W3C home > Mailing lists > Public > www-tag@w3.org > April 2003

Re: [Minutes] 14 Apr 2003 TAG teleconf (URIEquivalence-15, IRIEverywhere-27, xmlIDSemantics-32, abstractComponentRefs-37, namespaceDocument-8)

From: Tim Bray <tbray@textuality.com>
Date: Tue, 15 Apr 2003 14:55:03 -0700
Message-ID: <3E9C7FB7.4050601@textuality.com>
To: Chris Lilley <chris@w3.org>
Cc: "Ian B. Jacobs" <ij@w3.org>, www-tag@w3.org

Chris Lilley wrote:

> I would not like people to get the impression from reading these
> minutes that i am in favour of 'canonicalizing' IRIs by hexifying
> them. Like Martin says and like the IRI spec says, only do this as a
> last resort when using antiquated transport protocols. Better is to
> use whatever method (quoted-unreadable, base64, ncr, \u) the
> environment provides to preserve the original characters.

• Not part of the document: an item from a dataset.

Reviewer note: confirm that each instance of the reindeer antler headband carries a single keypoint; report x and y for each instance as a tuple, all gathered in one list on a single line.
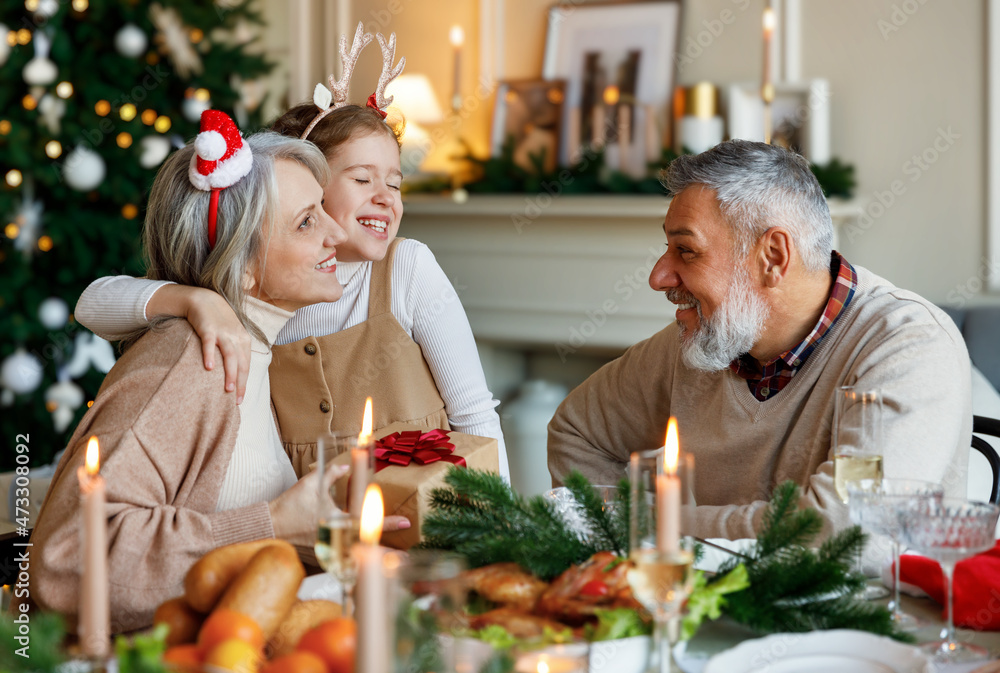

I think I agree, but that last sentence is potentially very misleading. 
  If the IRI is embedded in an XML document, the IRI's Unicode 
characters should appear in the infoset as themselves and *only* as 
themselves unless they IRI/URI-special characters like '#' or '%', in 
which case they should appear *only* as %-escapes.   In the XML 
instance, this may be accomplished by having them appear as themselves 
(if you're using an encoding that supports them) or via NCRs.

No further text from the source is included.